Tracking nearly 5,000 people, the investigators calculated each person’s cumulative LDL exposure — the “cholesterol-years” accumulated over the area under their LDL-versus-age curve. Higher cumulative exposure strongly predicted cardiovascular events, independent of current LDL level. Most striking, exposure between ages 18 and 30 was far more predictive than exposure between 30 and 40, and late lowering did not fully erase risk acquired early. The same cholesterol-years did more damage when accumulated young.
The clinical message is a quiet argument against waiting. Treating LDL only when it becomes “abnormal” in middle age forfeits the protection of preventing exposure in the first place. It reframes cholesterol as a lifetime burden best minimized early.
We rate the evidence strong.

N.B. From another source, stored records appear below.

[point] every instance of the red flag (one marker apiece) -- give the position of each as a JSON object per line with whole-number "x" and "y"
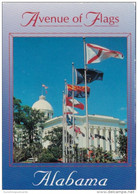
{"x": 77, "y": 104}
{"x": 96, "y": 54}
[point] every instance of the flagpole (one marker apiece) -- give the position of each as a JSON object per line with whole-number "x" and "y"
{"x": 73, "y": 159}
{"x": 86, "y": 101}
{"x": 65, "y": 126}
{"x": 63, "y": 131}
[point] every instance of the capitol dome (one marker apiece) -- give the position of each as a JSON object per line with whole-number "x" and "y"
{"x": 43, "y": 106}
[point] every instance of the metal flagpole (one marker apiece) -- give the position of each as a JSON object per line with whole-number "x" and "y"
{"x": 73, "y": 112}
{"x": 63, "y": 131}
{"x": 65, "y": 126}
{"x": 86, "y": 101}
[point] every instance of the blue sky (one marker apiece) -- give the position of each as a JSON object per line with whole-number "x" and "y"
{"x": 48, "y": 60}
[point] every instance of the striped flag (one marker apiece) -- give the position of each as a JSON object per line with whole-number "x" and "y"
{"x": 96, "y": 54}
{"x": 79, "y": 91}
{"x": 77, "y": 104}
{"x": 70, "y": 110}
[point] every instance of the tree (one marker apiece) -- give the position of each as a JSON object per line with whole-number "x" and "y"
{"x": 55, "y": 139}
{"x": 122, "y": 140}
{"x": 29, "y": 123}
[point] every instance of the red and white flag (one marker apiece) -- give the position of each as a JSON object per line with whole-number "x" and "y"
{"x": 77, "y": 104}
{"x": 96, "y": 54}
{"x": 69, "y": 110}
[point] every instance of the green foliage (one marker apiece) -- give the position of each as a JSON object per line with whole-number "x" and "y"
{"x": 55, "y": 138}
{"x": 46, "y": 156}
{"x": 28, "y": 126}
{"x": 122, "y": 140}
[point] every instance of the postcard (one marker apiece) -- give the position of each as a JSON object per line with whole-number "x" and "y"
{"x": 69, "y": 96}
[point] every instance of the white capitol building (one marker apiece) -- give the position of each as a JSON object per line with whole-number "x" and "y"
{"x": 103, "y": 130}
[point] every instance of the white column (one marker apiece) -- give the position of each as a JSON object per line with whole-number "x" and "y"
{"x": 95, "y": 139}
{"x": 107, "y": 141}
{"x": 101, "y": 140}
{"x": 113, "y": 139}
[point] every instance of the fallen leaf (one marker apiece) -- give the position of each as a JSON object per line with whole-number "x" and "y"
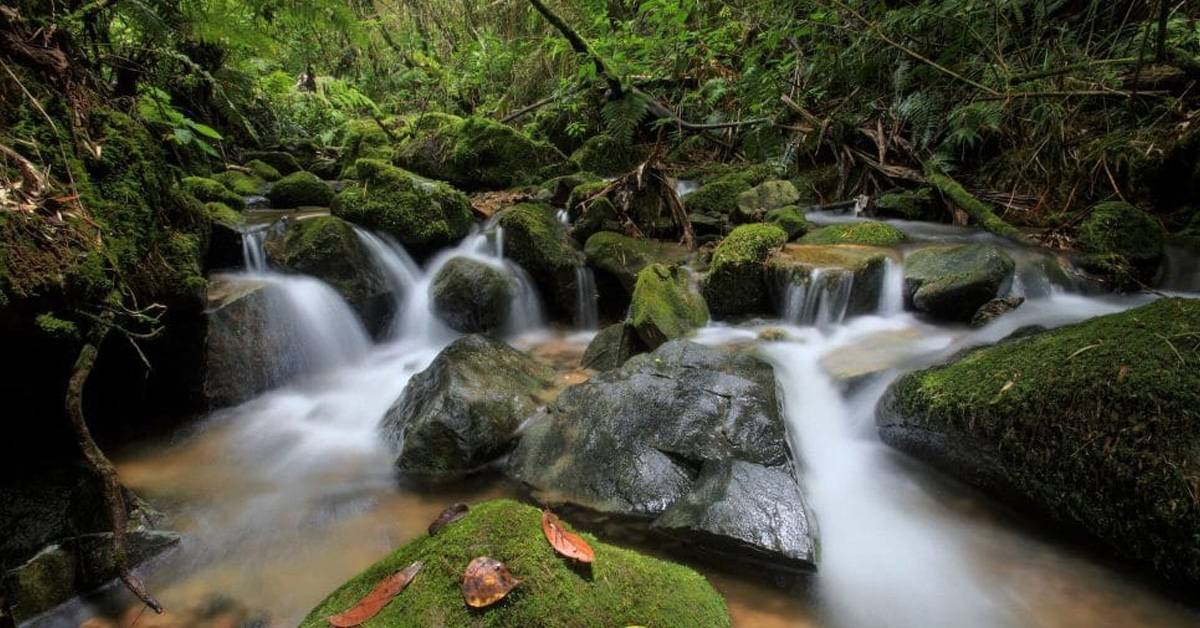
{"x": 453, "y": 513}
{"x": 373, "y": 602}
{"x": 486, "y": 581}
{"x": 567, "y": 543}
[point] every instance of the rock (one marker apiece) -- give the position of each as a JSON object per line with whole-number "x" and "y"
{"x": 869, "y": 233}
{"x": 951, "y": 282}
{"x": 465, "y": 410}
{"x": 209, "y": 191}
{"x": 612, "y": 347}
{"x": 749, "y": 512}
{"x": 300, "y": 189}
{"x": 478, "y": 154}
{"x": 472, "y": 297}
{"x": 995, "y": 309}
{"x": 240, "y": 183}
{"x": 790, "y": 219}
{"x": 263, "y": 171}
{"x": 754, "y": 203}
{"x": 1123, "y": 244}
{"x": 424, "y": 216}
{"x": 622, "y": 587}
{"x": 538, "y": 241}
{"x": 863, "y": 267}
{"x": 1093, "y": 425}
{"x": 665, "y": 306}
{"x": 736, "y": 281}
{"x": 283, "y": 162}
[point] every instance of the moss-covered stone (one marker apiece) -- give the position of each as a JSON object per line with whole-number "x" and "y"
{"x": 951, "y": 282}
{"x": 210, "y": 191}
{"x": 1123, "y": 243}
{"x": 477, "y": 153}
{"x": 300, "y": 189}
{"x": 537, "y": 240}
{"x": 665, "y": 306}
{"x": 263, "y": 171}
{"x": 621, "y": 587}
{"x": 790, "y": 219}
{"x": 240, "y": 183}
{"x": 736, "y": 283}
{"x": 283, "y": 162}
{"x": 869, "y": 233}
{"x": 1096, "y": 425}
{"x": 421, "y": 215}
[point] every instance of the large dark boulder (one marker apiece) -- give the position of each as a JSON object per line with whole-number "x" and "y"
{"x": 635, "y": 441}
{"x": 952, "y": 282}
{"x": 1096, "y": 425}
{"x": 463, "y": 411}
{"x": 471, "y": 295}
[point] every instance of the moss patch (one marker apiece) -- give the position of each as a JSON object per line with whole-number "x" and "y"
{"x": 621, "y": 588}
{"x": 1097, "y": 424}
{"x": 868, "y": 233}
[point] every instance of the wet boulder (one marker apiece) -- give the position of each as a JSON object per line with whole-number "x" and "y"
{"x": 463, "y": 411}
{"x": 537, "y": 240}
{"x": 857, "y": 271}
{"x": 665, "y": 306}
{"x": 736, "y": 282}
{"x": 471, "y": 295}
{"x": 612, "y": 347}
{"x": 425, "y": 216}
{"x": 952, "y": 282}
{"x": 1096, "y": 425}
{"x": 622, "y": 587}
{"x": 478, "y": 154}
{"x": 634, "y": 441}
{"x": 300, "y": 189}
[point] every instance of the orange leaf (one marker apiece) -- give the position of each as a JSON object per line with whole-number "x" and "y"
{"x": 373, "y": 602}
{"x": 567, "y": 543}
{"x": 486, "y": 581}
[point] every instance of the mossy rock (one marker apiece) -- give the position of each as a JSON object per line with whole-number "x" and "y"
{"x": 263, "y": 171}
{"x": 665, "y": 306}
{"x": 283, "y": 162}
{"x": 425, "y": 216}
{"x": 478, "y": 154}
{"x": 790, "y": 219}
{"x": 537, "y": 240}
{"x": 952, "y": 282}
{"x": 1096, "y": 425}
{"x": 210, "y": 191}
{"x": 300, "y": 189}
{"x": 622, "y": 587}
{"x": 607, "y": 156}
{"x": 736, "y": 282}
{"x": 869, "y": 233}
{"x": 1123, "y": 243}
{"x": 240, "y": 183}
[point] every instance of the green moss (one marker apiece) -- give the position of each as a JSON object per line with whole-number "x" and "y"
{"x": 477, "y": 153}
{"x": 868, "y": 233}
{"x": 240, "y": 183}
{"x": 210, "y": 191}
{"x": 1096, "y": 423}
{"x": 665, "y": 306}
{"x": 424, "y": 216}
{"x": 300, "y": 189}
{"x": 621, "y": 587}
{"x": 735, "y": 283}
{"x": 263, "y": 171}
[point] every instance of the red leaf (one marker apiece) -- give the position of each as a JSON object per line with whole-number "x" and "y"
{"x": 373, "y": 602}
{"x": 567, "y": 543}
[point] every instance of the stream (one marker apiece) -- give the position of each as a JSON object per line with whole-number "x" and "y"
{"x": 283, "y": 497}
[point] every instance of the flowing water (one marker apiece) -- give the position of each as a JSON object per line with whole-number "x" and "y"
{"x": 286, "y": 496}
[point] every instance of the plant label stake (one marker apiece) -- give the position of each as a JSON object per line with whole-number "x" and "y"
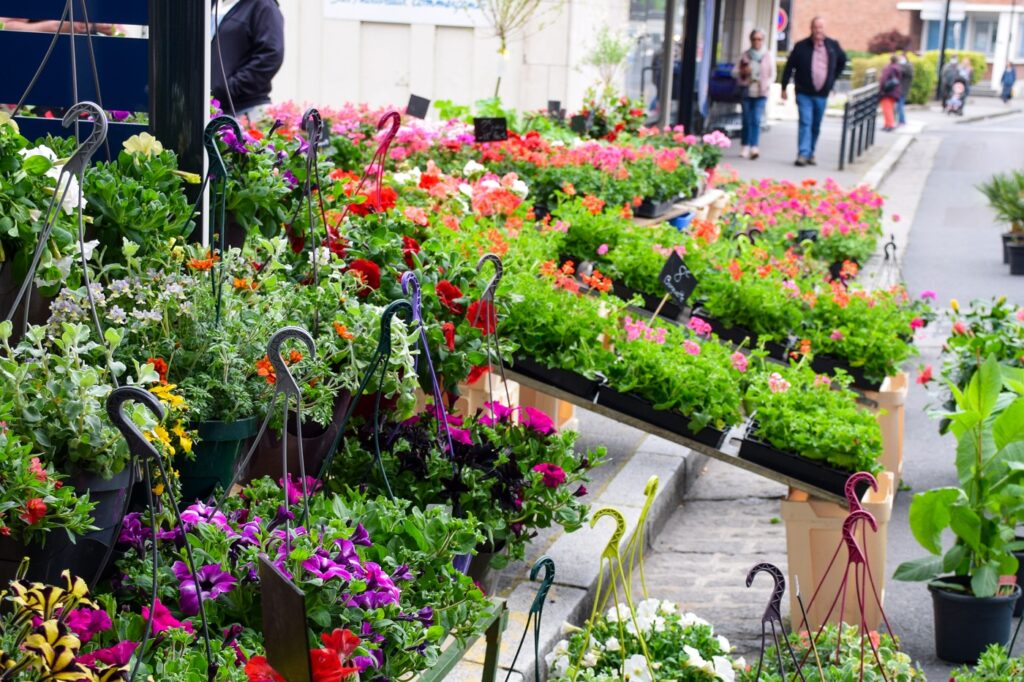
{"x": 491, "y": 129}
{"x": 771, "y": 617}
{"x": 417, "y": 107}
{"x": 144, "y": 453}
{"x": 284, "y": 624}
{"x": 536, "y": 610}
{"x": 677, "y": 279}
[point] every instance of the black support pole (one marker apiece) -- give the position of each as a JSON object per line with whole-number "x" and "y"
{"x": 687, "y": 96}
{"x": 179, "y": 78}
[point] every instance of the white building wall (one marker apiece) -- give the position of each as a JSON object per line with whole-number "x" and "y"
{"x": 381, "y": 58}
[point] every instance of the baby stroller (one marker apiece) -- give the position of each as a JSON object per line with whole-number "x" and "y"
{"x": 957, "y": 94}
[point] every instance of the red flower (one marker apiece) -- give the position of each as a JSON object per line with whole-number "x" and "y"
{"x": 35, "y": 510}
{"x": 160, "y": 365}
{"x": 448, "y": 294}
{"x": 258, "y": 670}
{"x": 409, "y": 247}
{"x": 449, "y": 330}
{"x": 482, "y": 315}
{"x": 368, "y": 272}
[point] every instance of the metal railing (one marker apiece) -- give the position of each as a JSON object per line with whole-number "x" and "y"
{"x": 858, "y": 123}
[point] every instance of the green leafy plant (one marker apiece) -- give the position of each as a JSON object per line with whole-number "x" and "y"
{"x": 982, "y": 511}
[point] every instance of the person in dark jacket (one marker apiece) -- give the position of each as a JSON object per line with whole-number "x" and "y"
{"x": 814, "y": 65}
{"x": 248, "y": 50}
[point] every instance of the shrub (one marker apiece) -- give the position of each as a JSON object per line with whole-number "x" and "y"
{"x": 925, "y": 76}
{"x": 888, "y": 41}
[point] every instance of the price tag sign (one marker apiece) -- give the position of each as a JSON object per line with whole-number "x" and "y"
{"x": 284, "y": 624}
{"x": 677, "y": 279}
{"x": 491, "y": 129}
{"x": 417, "y": 107}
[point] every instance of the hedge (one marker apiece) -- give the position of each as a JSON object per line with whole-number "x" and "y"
{"x": 923, "y": 87}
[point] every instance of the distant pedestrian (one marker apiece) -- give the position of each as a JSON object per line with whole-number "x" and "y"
{"x": 947, "y": 78}
{"x": 756, "y": 74}
{"x": 891, "y": 91}
{"x": 814, "y": 65}
{"x": 1008, "y": 81}
{"x": 247, "y": 52}
{"x": 906, "y": 81}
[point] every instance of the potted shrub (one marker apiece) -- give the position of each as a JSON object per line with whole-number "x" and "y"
{"x": 973, "y": 607}
{"x": 1005, "y": 193}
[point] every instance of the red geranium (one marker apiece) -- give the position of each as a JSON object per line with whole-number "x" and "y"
{"x": 482, "y": 315}
{"x": 448, "y": 294}
{"x": 35, "y": 510}
{"x": 448, "y": 329}
{"x": 410, "y": 247}
{"x": 368, "y": 272}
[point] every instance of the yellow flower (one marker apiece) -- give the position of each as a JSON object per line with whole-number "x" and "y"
{"x": 7, "y": 120}
{"x": 143, "y": 143}
{"x": 183, "y": 438}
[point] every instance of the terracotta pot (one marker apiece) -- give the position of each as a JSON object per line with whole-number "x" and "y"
{"x": 813, "y": 531}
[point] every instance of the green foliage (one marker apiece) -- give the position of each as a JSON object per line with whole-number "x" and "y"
{"x": 983, "y": 511}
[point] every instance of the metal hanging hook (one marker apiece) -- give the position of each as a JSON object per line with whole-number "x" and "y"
{"x": 285, "y": 380}
{"x": 116, "y": 401}
{"x": 851, "y": 487}
{"x": 83, "y": 155}
{"x": 217, "y": 167}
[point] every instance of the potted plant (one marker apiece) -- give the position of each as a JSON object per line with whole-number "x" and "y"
{"x": 973, "y": 607}
{"x": 1005, "y": 193}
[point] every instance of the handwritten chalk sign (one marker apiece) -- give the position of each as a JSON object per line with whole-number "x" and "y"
{"x": 284, "y": 624}
{"x": 417, "y": 107}
{"x": 677, "y": 279}
{"x": 491, "y": 129}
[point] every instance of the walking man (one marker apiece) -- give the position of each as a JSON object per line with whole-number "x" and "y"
{"x": 814, "y": 65}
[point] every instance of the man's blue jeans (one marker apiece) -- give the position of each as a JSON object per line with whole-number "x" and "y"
{"x": 812, "y": 110}
{"x": 754, "y": 110}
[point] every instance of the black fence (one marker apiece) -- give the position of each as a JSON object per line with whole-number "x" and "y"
{"x": 858, "y": 123}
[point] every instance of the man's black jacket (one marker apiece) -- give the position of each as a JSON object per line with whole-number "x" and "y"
{"x": 252, "y": 45}
{"x": 800, "y": 64}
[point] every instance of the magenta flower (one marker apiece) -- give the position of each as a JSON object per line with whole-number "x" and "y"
{"x": 536, "y": 420}
{"x": 552, "y": 474}
{"x": 162, "y": 620}
{"x": 87, "y": 623}
{"x": 213, "y": 582}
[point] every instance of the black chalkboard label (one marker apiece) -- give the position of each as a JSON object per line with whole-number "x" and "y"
{"x": 677, "y": 279}
{"x": 417, "y": 107}
{"x": 491, "y": 129}
{"x": 284, "y": 624}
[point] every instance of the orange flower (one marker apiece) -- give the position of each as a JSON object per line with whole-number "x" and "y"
{"x": 203, "y": 264}
{"x": 343, "y": 332}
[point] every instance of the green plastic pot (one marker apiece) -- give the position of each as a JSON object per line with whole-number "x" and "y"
{"x": 216, "y": 454}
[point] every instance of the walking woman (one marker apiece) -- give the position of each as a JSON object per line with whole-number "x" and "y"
{"x": 756, "y": 74}
{"x": 892, "y": 77}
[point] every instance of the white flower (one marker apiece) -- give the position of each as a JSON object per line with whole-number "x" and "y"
{"x": 473, "y": 168}
{"x": 723, "y": 669}
{"x": 635, "y": 669}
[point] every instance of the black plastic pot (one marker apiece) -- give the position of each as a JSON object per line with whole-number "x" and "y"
{"x": 1015, "y": 255}
{"x": 638, "y": 408}
{"x": 966, "y": 626}
{"x": 570, "y": 382}
{"x": 811, "y": 472}
{"x": 89, "y": 555}
{"x": 216, "y": 455}
{"x": 652, "y": 209}
{"x": 825, "y": 364}
{"x": 670, "y": 310}
{"x": 316, "y": 441}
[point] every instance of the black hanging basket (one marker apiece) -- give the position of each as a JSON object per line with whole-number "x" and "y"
{"x": 801, "y": 468}
{"x": 638, "y": 408}
{"x": 570, "y": 382}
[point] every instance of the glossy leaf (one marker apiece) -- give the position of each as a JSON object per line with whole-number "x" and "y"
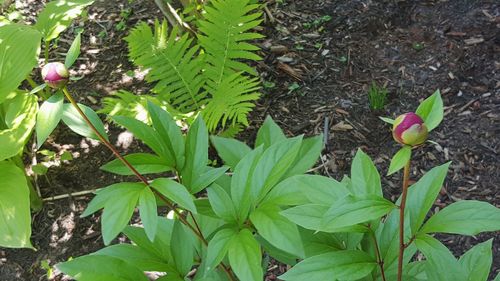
{"x": 431, "y": 110}
{"x": 15, "y": 217}
{"x": 174, "y": 191}
{"x": 77, "y": 124}
{"x": 144, "y": 163}
{"x": 339, "y": 265}
{"x": 18, "y": 59}
{"x": 48, "y": 117}
{"x": 467, "y": 217}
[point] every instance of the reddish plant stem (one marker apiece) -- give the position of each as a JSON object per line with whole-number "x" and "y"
{"x": 402, "y": 246}
{"x": 379, "y": 257}
{"x": 196, "y": 231}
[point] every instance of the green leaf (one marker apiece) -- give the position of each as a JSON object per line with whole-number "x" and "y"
{"x": 339, "y": 265}
{"x": 240, "y": 183}
{"x": 353, "y": 210}
{"x": 423, "y": 194}
{"x": 364, "y": 175}
{"x": 278, "y": 230}
{"x": 230, "y": 150}
{"x": 144, "y": 163}
{"x": 400, "y": 159}
{"x": 467, "y": 217}
{"x": 272, "y": 166}
{"x": 147, "y": 135}
{"x": 269, "y": 133}
{"x": 182, "y": 249}
{"x": 440, "y": 259}
{"x": 149, "y": 212}
{"x": 387, "y": 120}
{"x": 101, "y": 268}
{"x": 221, "y": 203}
{"x": 196, "y": 152}
{"x": 174, "y": 191}
{"x": 218, "y": 248}
{"x": 57, "y": 16}
{"x": 137, "y": 256}
{"x": 302, "y": 189}
{"x": 308, "y": 155}
{"x": 48, "y": 117}
{"x": 77, "y": 124}
{"x": 207, "y": 178}
{"x": 117, "y": 213}
{"x": 431, "y": 110}
{"x": 169, "y": 132}
{"x": 15, "y": 217}
{"x": 18, "y": 59}
{"x": 19, "y": 119}
{"x": 74, "y": 51}
{"x": 477, "y": 261}
{"x": 245, "y": 257}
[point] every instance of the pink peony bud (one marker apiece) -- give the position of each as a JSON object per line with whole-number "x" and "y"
{"x": 409, "y": 129}
{"x": 55, "y": 74}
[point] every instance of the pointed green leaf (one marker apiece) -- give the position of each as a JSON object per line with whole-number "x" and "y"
{"x": 48, "y": 117}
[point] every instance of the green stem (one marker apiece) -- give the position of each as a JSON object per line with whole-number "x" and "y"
{"x": 196, "y": 230}
{"x": 402, "y": 246}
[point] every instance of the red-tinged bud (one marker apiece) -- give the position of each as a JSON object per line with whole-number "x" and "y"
{"x": 409, "y": 129}
{"x": 55, "y": 74}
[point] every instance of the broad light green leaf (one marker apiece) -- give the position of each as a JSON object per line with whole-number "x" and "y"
{"x": 17, "y": 59}
{"x": 339, "y": 265}
{"x": 221, "y": 203}
{"x": 439, "y": 260}
{"x": 423, "y": 194}
{"x": 101, "y": 268}
{"x": 117, "y": 213}
{"x": 245, "y": 256}
{"x": 364, "y": 175}
{"x": 174, "y": 191}
{"x": 240, "y": 183}
{"x": 218, "y": 248}
{"x": 48, "y": 117}
{"x": 74, "y": 51}
{"x": 77, "y": 124}
{"x": 269, "y": 134}
{"x": 230, "y": 150}
{"x": 353, "y": 210}
{"x": 137, "y": 256}
{"x": 57, "y": 16}
{"x": 15, "y": 217}
{"x": 144, "y": 163}
{"x": 302, "y": 189}
{"x": 182, "y": 249}
{"x": 308, "y": 155}
{"x": 467, "y": 217}
{"x": 400, "y": 159}
{"x": 19, "y": 118}
{"x": 431, "y": 110}
{"x": 273, "y": 165}
{"x": 148, "y": 212}
{"x": 278, "y": 230}
{"x": 147, "y": 135}
{"x": 169, "y": 132}
{"x": 196, "y": 152}
{"x": 477, "y": 261}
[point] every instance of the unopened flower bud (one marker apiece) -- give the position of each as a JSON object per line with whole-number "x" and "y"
{"x": 409, "y": 129}
{"x": 55, "y": 74}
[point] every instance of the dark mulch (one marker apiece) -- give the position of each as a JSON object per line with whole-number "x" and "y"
{"x": 318, "y": 67}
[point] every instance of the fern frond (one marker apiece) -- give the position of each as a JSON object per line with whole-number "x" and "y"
{"x": 231, "y": 101}
{"x": 225, "y": 32}
{"x": 173, "y": 63}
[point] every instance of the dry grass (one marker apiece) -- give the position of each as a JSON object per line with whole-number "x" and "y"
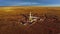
{"x": 10, "y": 16}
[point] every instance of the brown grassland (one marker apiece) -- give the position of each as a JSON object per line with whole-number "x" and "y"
{"x": 9, "y": 17}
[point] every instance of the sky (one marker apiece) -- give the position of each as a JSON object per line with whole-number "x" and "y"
{"x": 29, "y": 2}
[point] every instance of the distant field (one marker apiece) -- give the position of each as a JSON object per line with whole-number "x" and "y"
{"x": 10, "y": 20}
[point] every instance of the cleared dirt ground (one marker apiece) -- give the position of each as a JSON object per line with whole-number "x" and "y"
{"x": 10, "y": 16}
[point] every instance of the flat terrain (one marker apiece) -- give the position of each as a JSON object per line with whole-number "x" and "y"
{"x": 10, "y": 20}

It is a sophisticated cohort analysis whose conclusion — that cumulative exposure and timing both matter — converges with the genetic Mendelian randomization data and reshapes thinking about the optimal moment to intervene.
The original source
Domanski MJ, Tian X, Wu CO, Reis JP, Dey AK, Gu Y, Zhao L, Bae S, Liu K, Hasan AA, Zimrin D, Bhatt DL, Fuster V. Time Course of LDL Cholesterol Exposure and Cardiovascular Disease Event Risk. J Am Coll Cardiol. 2020 Sep 29;76(13):1507-1516. doi: 10.1016/j.jacc.2020.07.059.